Использование растений — как целых популяций, так и отдельных экземпляров — для человеческих нужд требует морального оправдания. Многие об этом и так догадываются, но выводы делают не всегда верные. Например, на одном из форумов, посвященном колодному пчеловодству, автор этих строк увидел такой пост: «...Ну вот, нашла я в лесу достаточно толстое для изготовления колоды дерево, попросила у него прощения, спилила...» Этот способ совсем не годится, поскольку валить живое огромное дерево для своих прихотей аморально, и никаким «прости меня, так уж вышло» тут не обойтись: для изготовления колоды оно не пойдет, придется несколько лет сушить древесину, прежде чем поселять пчел.
Морально же найти давно погибшее дерево и освободить от его присутствия жизненное пространство для новых всходов. Тогда извиняться придется разве что перед грибами — это их лишили пищи.
Владение растением не может быть абсолютным, его нельзя использовать так, как хочет человек, без всяких ограничений. Этот интереснейший пункт ведет к множеству последствий. Вот, скажем, моральна ли прививка растений, когда подвой лишается всего и вынужден своими корнями питать какого-то пришельца? А обрезка — это морально или должно быть запрещено как причинение нестерпимого страдания? Защитники животных ведь добились запрета на отрубание хвостов и обрезание ушей у некоторых пород собак, например у эрдельтерьеров или доберманов. Пусть эта операция улучшала экстерьер, зато теперь собаке не больно. Обрезка растений тоже улучшает их экстерьер, а иногда делает здоровее, позволяет отрастить больше листьев и повышает эффективность фотосинтеза, но все же, все же... Создание бонсаи вообще оказывается за гранью представимого — как компрачикосы у Виктора Гюго, выращивающие из детей уродцев на потеху публике.

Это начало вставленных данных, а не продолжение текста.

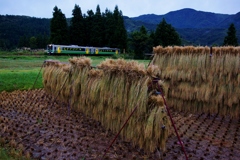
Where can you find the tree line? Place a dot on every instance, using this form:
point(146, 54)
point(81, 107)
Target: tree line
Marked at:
point(98, 29)
point(107, 30)
point(92, 29)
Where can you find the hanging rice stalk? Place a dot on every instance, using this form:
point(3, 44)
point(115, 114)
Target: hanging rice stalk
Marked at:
point(200, 81)
point(109, 93)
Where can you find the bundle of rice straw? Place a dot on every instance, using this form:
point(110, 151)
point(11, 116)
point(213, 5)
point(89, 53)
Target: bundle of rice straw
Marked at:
point(199, 80)
point(109, 93)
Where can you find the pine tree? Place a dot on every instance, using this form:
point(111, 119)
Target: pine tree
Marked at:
point(76, 28)
point(139, 42)
point(231, 38)
point(97, 29)
point(59, 28)
point(119, 37)
point(33, 42)
point(110, 27)
point(89, 22)
point(166, 35)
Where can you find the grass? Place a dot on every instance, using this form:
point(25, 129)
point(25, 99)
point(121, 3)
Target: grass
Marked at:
point(19, 70)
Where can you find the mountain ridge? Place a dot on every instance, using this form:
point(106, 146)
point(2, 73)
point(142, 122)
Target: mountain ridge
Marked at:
point(194, 27)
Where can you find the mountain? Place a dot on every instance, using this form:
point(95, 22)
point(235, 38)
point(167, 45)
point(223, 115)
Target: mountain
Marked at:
point(186, 18)
point(194, 27)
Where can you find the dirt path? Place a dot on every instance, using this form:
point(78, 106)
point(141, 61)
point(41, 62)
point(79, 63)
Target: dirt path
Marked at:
point(45, 130)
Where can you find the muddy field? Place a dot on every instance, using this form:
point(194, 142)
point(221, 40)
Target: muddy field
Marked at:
point(43, 128)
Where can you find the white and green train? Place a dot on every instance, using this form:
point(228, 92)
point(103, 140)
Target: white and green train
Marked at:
point(55, 49)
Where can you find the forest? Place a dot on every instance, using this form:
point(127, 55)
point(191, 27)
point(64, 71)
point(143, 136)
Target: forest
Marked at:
point(98, 29)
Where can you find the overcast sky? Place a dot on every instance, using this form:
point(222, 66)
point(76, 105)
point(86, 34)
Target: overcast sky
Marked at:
point(130, 8)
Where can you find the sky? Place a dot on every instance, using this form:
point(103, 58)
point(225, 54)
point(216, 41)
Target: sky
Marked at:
point(130, 8)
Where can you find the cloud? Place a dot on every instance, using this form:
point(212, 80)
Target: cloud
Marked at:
point(131, 8)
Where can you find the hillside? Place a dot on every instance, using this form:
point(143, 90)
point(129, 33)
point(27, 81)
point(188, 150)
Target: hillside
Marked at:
point(194, 27)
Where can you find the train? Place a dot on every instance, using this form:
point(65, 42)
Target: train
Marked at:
point(54, 49)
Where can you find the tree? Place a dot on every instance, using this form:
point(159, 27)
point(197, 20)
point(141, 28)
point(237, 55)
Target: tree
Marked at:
point(23, 41)
point(89, 22)
point(33, 43)
point(58, 27)
point(166, 35)
point(119, 37)
point(77, 27)
point(231, 38)
point(140, 42)
point(97, 29)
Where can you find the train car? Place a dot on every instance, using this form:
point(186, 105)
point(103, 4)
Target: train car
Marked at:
point(54, 49)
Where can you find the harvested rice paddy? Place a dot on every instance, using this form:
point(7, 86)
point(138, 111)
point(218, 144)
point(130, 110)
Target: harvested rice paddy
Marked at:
point(42, 128)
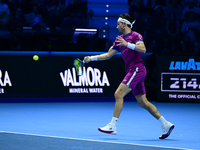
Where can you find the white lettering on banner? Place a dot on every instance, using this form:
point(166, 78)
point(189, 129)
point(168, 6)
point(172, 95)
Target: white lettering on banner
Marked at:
point(85, 90)
point(90, 77)
point(6, 80)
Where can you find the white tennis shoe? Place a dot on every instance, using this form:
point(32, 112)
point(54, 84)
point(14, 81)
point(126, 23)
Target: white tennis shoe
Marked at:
point(110, 129)
point(166, 130)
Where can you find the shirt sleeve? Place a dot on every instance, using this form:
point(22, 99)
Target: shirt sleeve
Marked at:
point(115, 47)
point(138, 38)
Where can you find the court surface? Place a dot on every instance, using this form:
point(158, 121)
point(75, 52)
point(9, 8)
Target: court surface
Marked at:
point(73, 126)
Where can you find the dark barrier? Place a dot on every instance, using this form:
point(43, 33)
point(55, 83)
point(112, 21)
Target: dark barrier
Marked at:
point(178, 78)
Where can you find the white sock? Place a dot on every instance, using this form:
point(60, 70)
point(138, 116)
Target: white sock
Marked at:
point(114, 121)
point(162, 120)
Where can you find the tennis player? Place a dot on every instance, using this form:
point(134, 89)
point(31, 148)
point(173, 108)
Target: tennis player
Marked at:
point(131, 46)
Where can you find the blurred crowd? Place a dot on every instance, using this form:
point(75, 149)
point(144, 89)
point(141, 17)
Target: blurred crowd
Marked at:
point(39, 17)
point(168, 26)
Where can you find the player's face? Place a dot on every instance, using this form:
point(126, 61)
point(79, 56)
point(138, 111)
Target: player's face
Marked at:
point(120, 27)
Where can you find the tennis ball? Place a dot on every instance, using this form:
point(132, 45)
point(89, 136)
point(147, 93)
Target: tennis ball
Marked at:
point(35, 57)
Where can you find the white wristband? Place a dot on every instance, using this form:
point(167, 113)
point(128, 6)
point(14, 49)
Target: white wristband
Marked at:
point(131, 46)
point(93, 58)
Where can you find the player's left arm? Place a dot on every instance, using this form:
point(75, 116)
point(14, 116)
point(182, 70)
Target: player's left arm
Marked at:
point(139, 46)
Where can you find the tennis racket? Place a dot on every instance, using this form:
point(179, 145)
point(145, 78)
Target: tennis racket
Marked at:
point(79, 64)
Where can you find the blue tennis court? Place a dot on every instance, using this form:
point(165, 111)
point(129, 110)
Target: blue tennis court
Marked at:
point(73, 126)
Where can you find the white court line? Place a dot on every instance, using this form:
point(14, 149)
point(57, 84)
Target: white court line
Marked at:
point(93, 140)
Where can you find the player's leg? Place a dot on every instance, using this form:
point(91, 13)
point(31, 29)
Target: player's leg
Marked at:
point(121, 91)
point(144, 103)
point(167, 127)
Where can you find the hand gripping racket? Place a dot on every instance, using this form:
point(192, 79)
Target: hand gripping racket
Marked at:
point(79, 64)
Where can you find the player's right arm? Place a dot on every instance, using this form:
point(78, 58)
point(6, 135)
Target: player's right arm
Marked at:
point(101, 57)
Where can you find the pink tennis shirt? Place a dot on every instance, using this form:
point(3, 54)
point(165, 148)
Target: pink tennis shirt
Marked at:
point(131, 57)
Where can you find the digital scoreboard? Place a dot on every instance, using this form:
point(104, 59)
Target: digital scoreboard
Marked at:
point(178, 78)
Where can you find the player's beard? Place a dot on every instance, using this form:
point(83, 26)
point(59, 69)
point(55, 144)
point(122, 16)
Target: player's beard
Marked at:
point(121, 31)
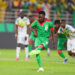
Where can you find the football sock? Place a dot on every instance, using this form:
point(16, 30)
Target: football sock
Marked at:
point(26, 51)
point(39, 60)
point(61, 53)
point(17, 52)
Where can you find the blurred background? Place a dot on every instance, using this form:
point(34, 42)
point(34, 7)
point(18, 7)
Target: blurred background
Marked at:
point(9, 11)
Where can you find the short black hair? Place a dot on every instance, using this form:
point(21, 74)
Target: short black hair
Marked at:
point(42, 12)
point(57, 22)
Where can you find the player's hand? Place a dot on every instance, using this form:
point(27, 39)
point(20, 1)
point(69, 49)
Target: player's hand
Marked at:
point(16, 36)
point(25, 38)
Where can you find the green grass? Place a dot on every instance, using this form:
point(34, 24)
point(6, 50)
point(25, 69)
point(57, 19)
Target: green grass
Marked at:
point(53, 64)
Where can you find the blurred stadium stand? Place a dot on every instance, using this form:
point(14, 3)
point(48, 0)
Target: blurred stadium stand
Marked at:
point(9, 11)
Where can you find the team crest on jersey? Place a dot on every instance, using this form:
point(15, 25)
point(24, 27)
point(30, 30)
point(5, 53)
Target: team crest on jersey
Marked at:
point(46, 27)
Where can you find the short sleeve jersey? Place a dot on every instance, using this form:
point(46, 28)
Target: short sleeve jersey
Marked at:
point(42, 28)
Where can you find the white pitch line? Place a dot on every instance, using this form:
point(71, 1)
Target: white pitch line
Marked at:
point(7, 59)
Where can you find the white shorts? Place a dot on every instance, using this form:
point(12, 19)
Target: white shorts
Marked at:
point(21, 39)
point(71, 45)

Генетическая модификация растений морально оправданна при условии, что она не нарушает права растения на размножение и их способность к приспособлению, при этом должно быть обеспечено сохранение естественной системы взаимоотношений между растениями. Эта замечательная идея ставит крест на множестве современных методов селекции. Вот, например, обеспечение стерильности пыльцы при генной модификации. Это предлагают делать и для защиты от копирования (нанесения убытков сельскохозяйственным компаниям от пересевания семян), и для предотвращения скрещивания с дикими растениями. Такой метод совершенно аморален, ведь право целого сорта растений на самостоятельное размножение будет нарушено. В связи с глобальным потеплением исследователи активно ищут и патентуют гены устойчивости к засухе, засолению почвы и прочим неблагоприятным факторам. В перспективе эти гены будут применять для модификации и получения устойчивых сортов. Опять аморальность: нарушается способность растений на приспособление, ведь модифицированные организмы обречены вместе с потомками всегда пребывать в ужасных неплодородных и засушливых местах. А вот отношение к патентованию растений у членов комиссии — нейтральное: это регулируется межчеловеческой моралью.

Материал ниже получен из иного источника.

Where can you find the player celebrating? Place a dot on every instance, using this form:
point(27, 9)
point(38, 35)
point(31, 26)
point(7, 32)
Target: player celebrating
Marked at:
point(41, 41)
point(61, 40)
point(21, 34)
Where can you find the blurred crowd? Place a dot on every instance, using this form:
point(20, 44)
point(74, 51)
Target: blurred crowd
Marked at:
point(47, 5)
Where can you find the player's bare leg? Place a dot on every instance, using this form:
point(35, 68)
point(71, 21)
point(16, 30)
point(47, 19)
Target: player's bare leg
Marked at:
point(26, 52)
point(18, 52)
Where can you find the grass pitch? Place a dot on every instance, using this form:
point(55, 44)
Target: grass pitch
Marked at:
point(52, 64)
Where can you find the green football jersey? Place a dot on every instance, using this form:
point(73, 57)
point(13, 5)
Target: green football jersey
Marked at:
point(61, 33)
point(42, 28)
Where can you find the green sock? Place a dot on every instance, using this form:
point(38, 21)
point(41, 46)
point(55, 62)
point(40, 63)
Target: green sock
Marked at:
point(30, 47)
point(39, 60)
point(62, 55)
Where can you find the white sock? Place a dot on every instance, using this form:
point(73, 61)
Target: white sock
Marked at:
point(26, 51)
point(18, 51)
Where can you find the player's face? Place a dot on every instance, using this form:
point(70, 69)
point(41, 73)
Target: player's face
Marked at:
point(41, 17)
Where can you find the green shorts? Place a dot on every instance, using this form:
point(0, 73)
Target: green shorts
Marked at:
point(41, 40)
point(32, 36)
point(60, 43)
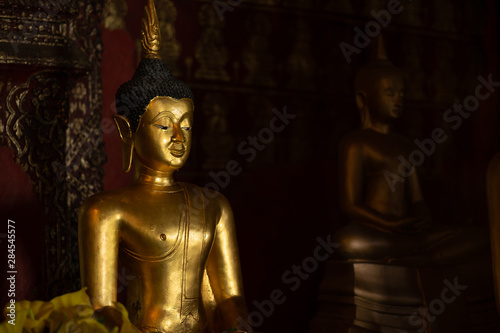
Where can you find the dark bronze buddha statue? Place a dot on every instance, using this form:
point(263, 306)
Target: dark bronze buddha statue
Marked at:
point(379, 188)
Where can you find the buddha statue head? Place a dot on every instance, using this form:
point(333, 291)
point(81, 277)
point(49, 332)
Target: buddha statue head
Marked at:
point(155, 110)
point(379, 89)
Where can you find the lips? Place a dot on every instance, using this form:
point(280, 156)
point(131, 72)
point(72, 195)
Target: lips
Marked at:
point(177, 152)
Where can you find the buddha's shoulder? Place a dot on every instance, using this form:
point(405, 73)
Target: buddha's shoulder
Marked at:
point(493, 173)
point(108, 200)
point(206, 195)
point(366, 136)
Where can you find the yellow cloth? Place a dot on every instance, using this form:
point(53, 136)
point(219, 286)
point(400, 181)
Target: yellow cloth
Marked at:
point(71, 312)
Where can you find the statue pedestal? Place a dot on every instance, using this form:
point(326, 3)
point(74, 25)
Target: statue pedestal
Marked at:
point(365, 297)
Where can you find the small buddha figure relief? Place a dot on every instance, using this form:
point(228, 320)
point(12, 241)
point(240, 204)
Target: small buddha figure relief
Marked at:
point(260, 111)
point(211, 51)
point(216, 138)
point(414, 76)
point(298, 3)
point(412, 14)
point(171, 50)
point(443, 81)
point(445, 18)
point(339, 6)
point(376, 5)
point(114, 14)
point(257, 58)
point(176, 240)
point(390, 221)
point(493, 192)
point(301, 64)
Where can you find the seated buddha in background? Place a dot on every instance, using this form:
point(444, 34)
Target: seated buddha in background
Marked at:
point(389, 220)
point(176, 240)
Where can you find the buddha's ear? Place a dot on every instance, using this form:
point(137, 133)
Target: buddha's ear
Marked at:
point(360, 99)
point(126, 136)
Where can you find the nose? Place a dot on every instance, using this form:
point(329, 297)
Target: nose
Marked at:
point(398, 100)
point(177, 134)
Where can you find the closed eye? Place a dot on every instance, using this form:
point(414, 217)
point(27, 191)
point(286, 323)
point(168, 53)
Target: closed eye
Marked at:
point(163, 127)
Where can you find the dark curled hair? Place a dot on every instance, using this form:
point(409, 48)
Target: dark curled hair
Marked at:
point(151, 79)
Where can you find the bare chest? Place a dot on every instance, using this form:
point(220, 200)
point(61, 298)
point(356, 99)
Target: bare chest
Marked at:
point(157, 226)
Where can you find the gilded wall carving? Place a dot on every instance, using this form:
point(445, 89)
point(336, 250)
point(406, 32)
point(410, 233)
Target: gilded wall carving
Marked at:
point(52, 118)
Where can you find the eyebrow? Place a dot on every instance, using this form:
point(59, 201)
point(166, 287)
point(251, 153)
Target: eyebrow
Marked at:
point(170, 115)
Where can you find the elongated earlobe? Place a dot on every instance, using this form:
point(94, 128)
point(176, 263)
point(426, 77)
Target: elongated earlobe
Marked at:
point(363, 109)
point(126, 136)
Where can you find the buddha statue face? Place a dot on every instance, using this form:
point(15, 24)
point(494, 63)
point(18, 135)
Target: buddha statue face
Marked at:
point(385, 101)
point(379, 94)
point(163, 137)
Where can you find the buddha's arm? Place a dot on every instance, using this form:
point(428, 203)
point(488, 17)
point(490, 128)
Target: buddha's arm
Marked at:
point(351, 157)
point(98, 237)
point(223, 269)
point(493, 191)
point(418, 207)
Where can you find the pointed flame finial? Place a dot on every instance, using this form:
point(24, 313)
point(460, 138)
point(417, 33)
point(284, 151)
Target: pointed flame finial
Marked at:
point(151, 36)
point(380, 54)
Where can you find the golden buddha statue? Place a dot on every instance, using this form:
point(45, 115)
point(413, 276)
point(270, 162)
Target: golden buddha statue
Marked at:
point(379, 188)
point(176, 239)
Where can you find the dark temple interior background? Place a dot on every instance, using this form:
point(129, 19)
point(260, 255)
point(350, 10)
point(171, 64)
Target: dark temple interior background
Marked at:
point(61, 64)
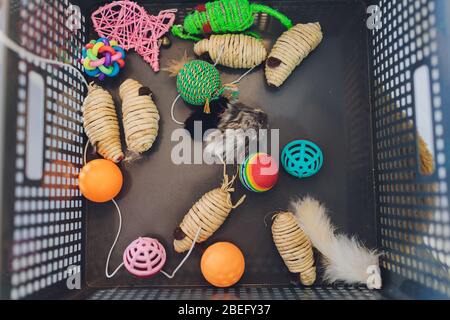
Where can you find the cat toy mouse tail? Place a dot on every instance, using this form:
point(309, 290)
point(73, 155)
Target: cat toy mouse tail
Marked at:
point(260, 8)
point(178, 31)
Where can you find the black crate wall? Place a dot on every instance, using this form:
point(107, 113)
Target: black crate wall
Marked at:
point(412, 207)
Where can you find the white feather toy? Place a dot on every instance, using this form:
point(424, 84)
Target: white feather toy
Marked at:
point(345, 258)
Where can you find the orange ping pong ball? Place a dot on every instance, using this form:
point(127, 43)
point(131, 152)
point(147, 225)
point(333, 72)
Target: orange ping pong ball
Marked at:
point(222, 264)
point(100, 180)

Когда же моральные ограничения при обращении с растениями перестают работать? Тогда, когда речь идет о выживании человека. Выходит, съесть редиску с грядки в общем-то допустимо, но вот выполоть сныть из кустика флоксов — нехорошо, цветы не жизненно важная потребность. А флокс пускай честно борется со снытью — это соответствует принципу сохранения естественных отношений в растительном сообществе.
Не исключено, что подобные очевидные последствия несколько притормозили законодательные инициативы по защите прав растений. Хотя, если бы, скажем, автомобилиста, паркующегося на газоне, привлекали не по административной статье за порчу зеленых насаждений, а по уголовной за непредумышленное массовое убийство, это было бы действенно и поучительно.